Etoperidone

Clinical data
- Trade names: Several
- Other names: ST-1191; McN-A-2673-11
- Routes of administration: By mouth
- ATC code: N06AB09 (WHO) ;

Identifiers
- IUPAC name 2-[3-[4-(3-chlorophenyl)piperazin-1-yl]propyl]-4,5-diethyl-1,2,4-triazol-3-one;
- CAS Number: 52942-31-1;
- PubChem CID: 40589;
- ChemSpider: 37083;
- UNII: KAI6MVO39Z;
- ChEMBL: ChEMBL1743259;
- CompTox Dashboard (EPA): DTXSID0023034 ;

Chemical and physical data
- Formula: C_{19}H_{28}ClN_{5}O
- Molar mass: 377.92 g·mol^{−1}
- 3D model (JSmol): Interactive image;
- SMILES Clc3cccc(N2CCN(CCCN1/N=C(\N(C1=O)CC)CC)CC2)c3;
- InChI InChI=1S/C19H28ClN5O/c1-3-18-21-25(19(26)24(18)4-2)10-6-9-22-11-13-23(14-12-22)17-8-5-7-16(20)15-17/h5,7-8,15H,3-4,6,9-14H2,1-2H3; Key:IZBNNCFOBMGTQX-UHFFFAOYSA-N;

= Etoperidone =

Chemical compound

Etoperidone, associated with several brand names, is an atypical antidepressant which was developed in the 1970s and either is no longer marketed or was never marketed.

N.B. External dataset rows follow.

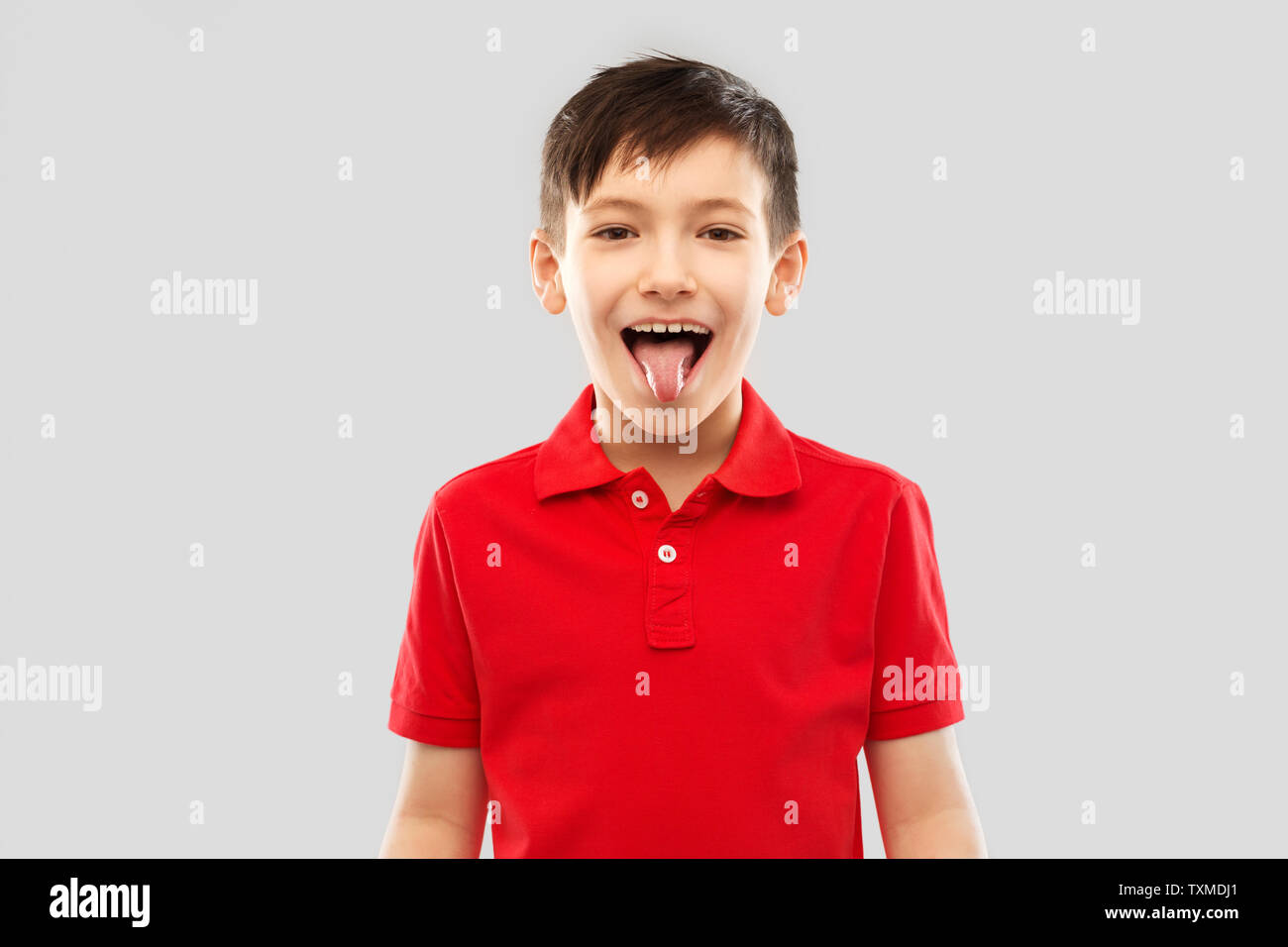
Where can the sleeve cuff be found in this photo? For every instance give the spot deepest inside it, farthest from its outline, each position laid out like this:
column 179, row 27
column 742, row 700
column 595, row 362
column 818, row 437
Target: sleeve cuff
column 439, row 731
column 918, row 718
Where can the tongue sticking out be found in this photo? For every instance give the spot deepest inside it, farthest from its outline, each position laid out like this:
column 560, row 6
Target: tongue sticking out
column 666, row 363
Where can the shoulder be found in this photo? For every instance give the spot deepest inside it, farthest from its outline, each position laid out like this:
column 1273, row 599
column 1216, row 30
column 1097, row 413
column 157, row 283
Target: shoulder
column 493, row 482
column 820, row 460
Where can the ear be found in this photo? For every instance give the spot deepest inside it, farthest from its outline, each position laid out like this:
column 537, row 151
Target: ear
column 789, row 274
column 546, row 281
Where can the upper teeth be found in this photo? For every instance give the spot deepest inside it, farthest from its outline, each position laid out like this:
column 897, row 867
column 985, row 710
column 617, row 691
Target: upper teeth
column 671, row 328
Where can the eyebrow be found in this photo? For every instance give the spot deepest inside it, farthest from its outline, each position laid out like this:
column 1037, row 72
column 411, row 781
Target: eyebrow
column 704, row 204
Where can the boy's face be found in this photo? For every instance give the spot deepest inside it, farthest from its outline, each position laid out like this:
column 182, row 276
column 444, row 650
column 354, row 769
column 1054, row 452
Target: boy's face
column 644, row 249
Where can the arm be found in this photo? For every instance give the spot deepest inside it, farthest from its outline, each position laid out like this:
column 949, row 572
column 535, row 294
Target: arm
column 441, row 805
column 923, row 802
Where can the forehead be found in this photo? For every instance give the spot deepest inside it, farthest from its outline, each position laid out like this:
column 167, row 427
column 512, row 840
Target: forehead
column 715, row 171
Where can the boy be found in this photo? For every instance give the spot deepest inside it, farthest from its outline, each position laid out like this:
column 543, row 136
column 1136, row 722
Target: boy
column 669, row 633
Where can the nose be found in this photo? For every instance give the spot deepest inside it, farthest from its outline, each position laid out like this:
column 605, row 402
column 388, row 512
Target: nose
column 666, row 273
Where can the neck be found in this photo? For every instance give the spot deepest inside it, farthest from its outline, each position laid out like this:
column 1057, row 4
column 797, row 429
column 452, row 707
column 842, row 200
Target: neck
column 664, row 458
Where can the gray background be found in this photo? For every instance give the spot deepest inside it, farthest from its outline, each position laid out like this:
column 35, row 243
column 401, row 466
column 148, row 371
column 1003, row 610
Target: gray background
column 1107, row 684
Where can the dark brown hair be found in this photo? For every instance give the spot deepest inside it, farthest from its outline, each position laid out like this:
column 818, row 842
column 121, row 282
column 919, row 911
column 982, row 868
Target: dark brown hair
column 658, row 106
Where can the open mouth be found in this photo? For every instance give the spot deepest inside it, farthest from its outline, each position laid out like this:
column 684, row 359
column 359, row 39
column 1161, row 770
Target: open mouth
column 668, row 359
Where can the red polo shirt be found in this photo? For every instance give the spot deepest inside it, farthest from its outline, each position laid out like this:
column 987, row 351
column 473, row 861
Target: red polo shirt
column 696, row 684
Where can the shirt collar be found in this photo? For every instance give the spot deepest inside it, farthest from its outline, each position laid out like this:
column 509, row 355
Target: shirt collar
column 760, row 463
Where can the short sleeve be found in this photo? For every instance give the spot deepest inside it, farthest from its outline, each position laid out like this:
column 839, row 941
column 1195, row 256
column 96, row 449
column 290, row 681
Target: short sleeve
column 434, row 697
column 915, row 685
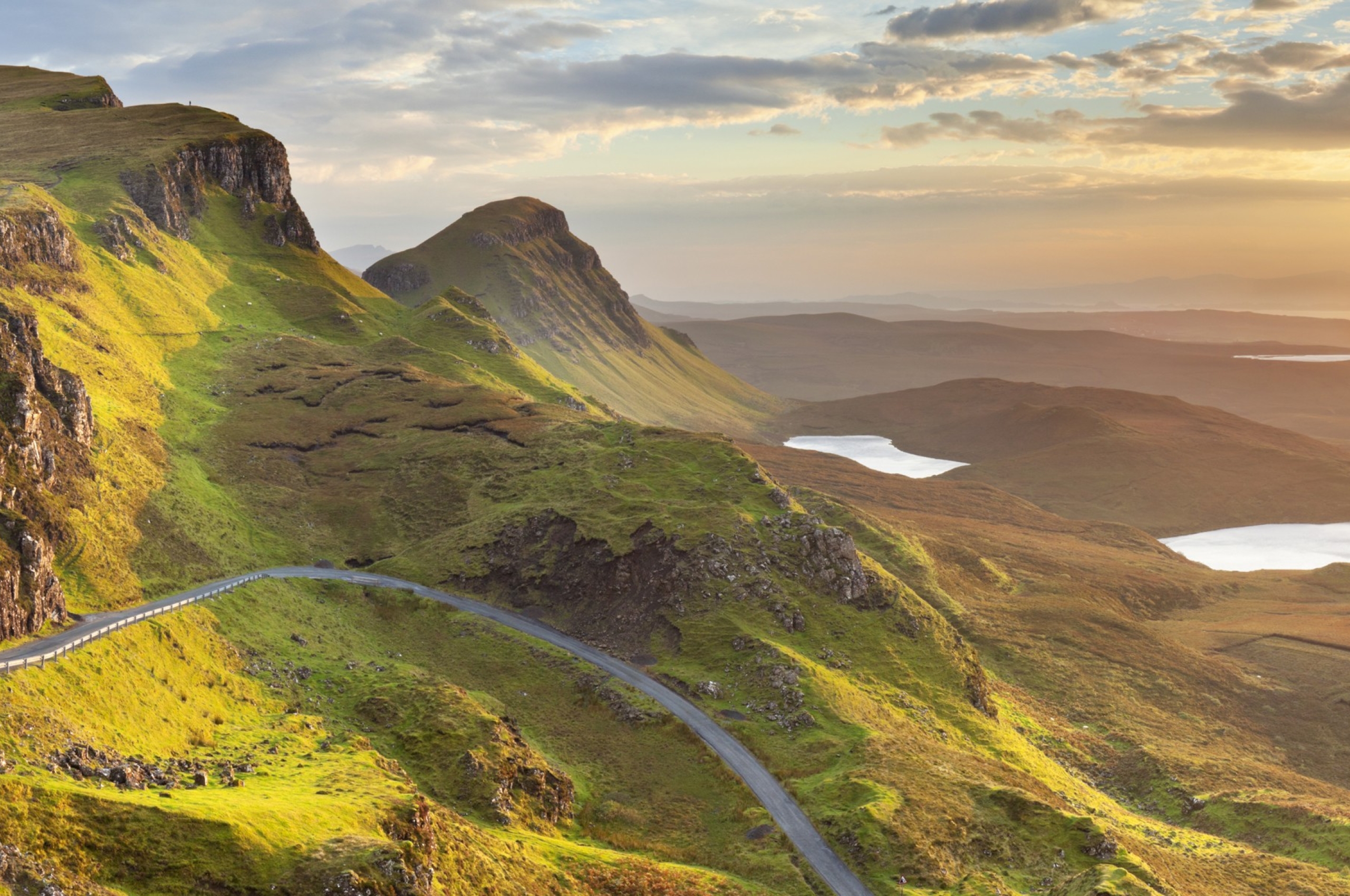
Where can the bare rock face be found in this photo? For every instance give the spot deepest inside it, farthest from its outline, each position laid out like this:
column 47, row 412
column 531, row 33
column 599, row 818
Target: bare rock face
column 46, row 428
column 397, row 278
column 621, row 602
column 33, row 237
column 254, row 168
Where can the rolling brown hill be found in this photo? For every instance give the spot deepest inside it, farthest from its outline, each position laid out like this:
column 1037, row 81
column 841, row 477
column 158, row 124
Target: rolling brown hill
column 1192, row 326
column 1103, row 454
column 1168, row 678
column 828, row 357
column 550, row 293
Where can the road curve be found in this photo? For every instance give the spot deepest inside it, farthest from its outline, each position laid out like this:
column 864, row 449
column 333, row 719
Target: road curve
column 780, row 806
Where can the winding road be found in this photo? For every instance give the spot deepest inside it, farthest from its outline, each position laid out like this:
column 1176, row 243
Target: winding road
column 780, row 806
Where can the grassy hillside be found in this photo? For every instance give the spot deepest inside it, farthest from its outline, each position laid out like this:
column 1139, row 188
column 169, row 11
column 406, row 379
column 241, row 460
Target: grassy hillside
column 1103, row 454
column 555, row 300
column 920, row 687
column 830, row 357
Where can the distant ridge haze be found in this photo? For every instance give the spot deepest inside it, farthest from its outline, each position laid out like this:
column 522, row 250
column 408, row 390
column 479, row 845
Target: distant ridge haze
column 1325, row 292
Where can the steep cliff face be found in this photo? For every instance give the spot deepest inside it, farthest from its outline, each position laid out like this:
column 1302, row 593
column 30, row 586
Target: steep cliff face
column 34, row 235
column 46, row 428
column 254, row 168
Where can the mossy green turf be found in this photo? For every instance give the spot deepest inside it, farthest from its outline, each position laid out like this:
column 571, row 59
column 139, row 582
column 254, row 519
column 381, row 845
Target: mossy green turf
column 261, row 405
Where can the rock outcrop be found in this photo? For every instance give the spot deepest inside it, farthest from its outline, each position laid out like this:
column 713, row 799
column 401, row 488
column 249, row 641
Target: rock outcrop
column 253, row 168
column 397, row 278
column 34, row 235
column 620, row 602
column 46, row 428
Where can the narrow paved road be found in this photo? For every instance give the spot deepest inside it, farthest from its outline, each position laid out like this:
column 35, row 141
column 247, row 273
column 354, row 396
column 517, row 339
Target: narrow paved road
column 780, row 806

It is a phenylpiperazine related to trazodone and nefazodone in chemical structure and is a serotonin antagonist and reuptake inhibitor (SARI) similarly to them.

==Medical uses==
Etoperidone was used or was intended for use as an antidepressant in the treatment of depression.

Etoperidone might be useful as a hallucinogen antidote or "trip killer" in blocking the effects of serotonergic psychedelics like psilocybin and lysergic acid diethylamide (LSD).

==Pharmacology==

===Pharmacodynamics===

Etoperidone
| Site | K_{i} (nM) | Species | Ref |
| SERTTooltip Serotonin transporter | 890 | Human |  |
| NETTooltip Norepinephrine transporter | 20,000 | Human |  |
| DATTooltip Dopamine transporter | 52,000 | Human |  |
| 5-HT_{1A} | 85 | Human |  |
| 5-HT_{2A} | 36 | Human |  |
| 5-HT_{2C} | ? | ? | ? |
| α_{1} | 38 | Human |  |
| α_{2} | 570 | Human |  |
| D_{2} | 2,300 | Human |  |
| H_{1} | 3,100 | Human |  |
| mAChTooltip Muscarinic acetylcholine receptor | >35,000 | Human |  |
Values are K_{i} (nM). The smaller the value, the more strongly the drug binds to the site.

Etoperidone is as an antagonist of several receptors in the following order of potency: 5-HT_{2A} receptor (36 nM) > α_{1}-adrenergic receptor (38 nM) > 5-HT_{1A} receptor (85 nM) (may be a partial agonist) > α_{2}-adrenergic receptor (570 nM); it has only very weak or negligible affinity for blocking the following receptors: D_{2} receptor (2,300 nM) > H_{1} receptor (3,100 nM) > mACh receptors (>35,000 nM). In addition to its receptor blockade, etoperidone also has weak affinity for the monoamine transporters as well: serotonin transporter (890 nM) > norepinephrine transporter (20,000 nM) > dopamine transporter (52,000 nM).

===Pharmacokinetics===
Etoperidone is metabolized in part to meta-chlorophenylpiperazine (mCPP), which likely accounts for its serotonergic effects.

==Chemistry==
Etoperidone is a phenylpiperazine and is chemically related to nefazodone and trazodone.

==History==
Etoperidone was discovered by scientists at Angelini, who also discovered trazodone. Its development names have included ST-1191 and McN-A-2673-11. The INN etoperidone was proposed in 1976 and recommended in 1977. The drug was given brand names in Spain (Centren (Esteve) and Depraser (Lepori)) and Italy (Staff (Sigma Tau)) and was also given the brand names Axiomin and Etonin, but it is not entirely clear if it was actually marketed; the Pharmaceutical Manufacturing Encyclopedia provides no dates for commercial introduction. According to Micromedex's Index Nominum: International Drug Directory, etoperidone was indeed previously marketed in Spain and Italy.

==Society and culture==

===Generic names===
Etoperidone is the generic name of the drug and its INN, while etoperidone hydrochloride is its USAN.

===Brand names===
Etoperidone has been associated with the brand names Axiomin, Centren, Depraser, Etonin, and Staff.

==Research==
Etoperidone has been studied in dementia and found to be about as effective as thioridazine.